It's not clear from your post why you feel this is insufficient. Perhaps you need to have wrapping functionality - in which case you're unfortunately out of luck, there's no efficient way to wrap on a portion of a texture.
I don't see how this could be done CPU wise? But here's what I'm attempting to use to render a section of a texture (frag shader)
#version 140
in vec4 frag_color;
in vec2 frag_tex_coord;
uniform sampler2D tex;
uniform vec2 frag_tex_coord_offset;
void main(){
gl_FragColor = texture(tex, frag_tex_coord + frag_tex_coord_offset);
}
The UVs must be being created on the CPU from somewhere (e.g. are you loading a model from the disk, are you creating quads in a 2D renderer?).

In general if the vertices are dynamic (e.g. they're coming from your 2D system or your particle system or something), I'd imagine you're best off adjusting the vertex UVs before you render them.
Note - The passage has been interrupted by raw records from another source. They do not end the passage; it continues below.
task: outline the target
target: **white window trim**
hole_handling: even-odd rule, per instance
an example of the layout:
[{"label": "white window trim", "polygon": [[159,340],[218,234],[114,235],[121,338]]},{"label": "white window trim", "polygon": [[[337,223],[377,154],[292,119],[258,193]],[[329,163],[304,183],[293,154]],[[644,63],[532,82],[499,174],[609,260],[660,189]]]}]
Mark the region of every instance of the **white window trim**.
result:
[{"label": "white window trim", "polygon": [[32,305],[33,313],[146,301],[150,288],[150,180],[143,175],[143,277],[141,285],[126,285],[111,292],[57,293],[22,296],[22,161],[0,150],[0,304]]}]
If the vertices are static (e.g. you're animating part of a world mesh, like a TV screen), then you might want to be doing something like your sample except:

1. You should do the offset in the vertex shader, not the fragment shader.
2. You probably need a scale as well as an offset.
The uvs are computed from xml files at run-time. But I can't 'skip' a portion of a texture using supplied uvs, right? Also, what I'm using is working, I just moved it to the fragment shader.

But I can't 'skip' a portion of a texture using supplied uvs, right?


Of course you can. Assuming you load a coordinate (u, v) from your source file you can adjust those texture coordinates to whatever you want before sending them to the graphics card.

For example the mesh assumes it has a texture of 128x128 pixels but in reality this texture is part of a bigger atlas texture (let's say 512x512, starting at (128, 64)). In this case you could simply transform the loaded (u, v) as such:

newU = (128.0f + (oldU * 128.0f)) / 512.0f;
newV = ( 64.0f + (oldV * 128.0f)) / 512.0f;
Ah well that makes sense. Although I thought UVs were only for supplying corners.

Although I thought UVs were only for supplying corners.

They supply the texture coordinate that matches the given vertex - if your vertices are all corners, then yes, your texture coordinates generally also define corners.

But that's just the trivial case of rendering quads. Consider a large mesh, such as a rectangular area of terrain: there will be many edge and interior vertices, in addition to the corners, and each has it's own texture coordinate, defining where on the texture should map to that vertex.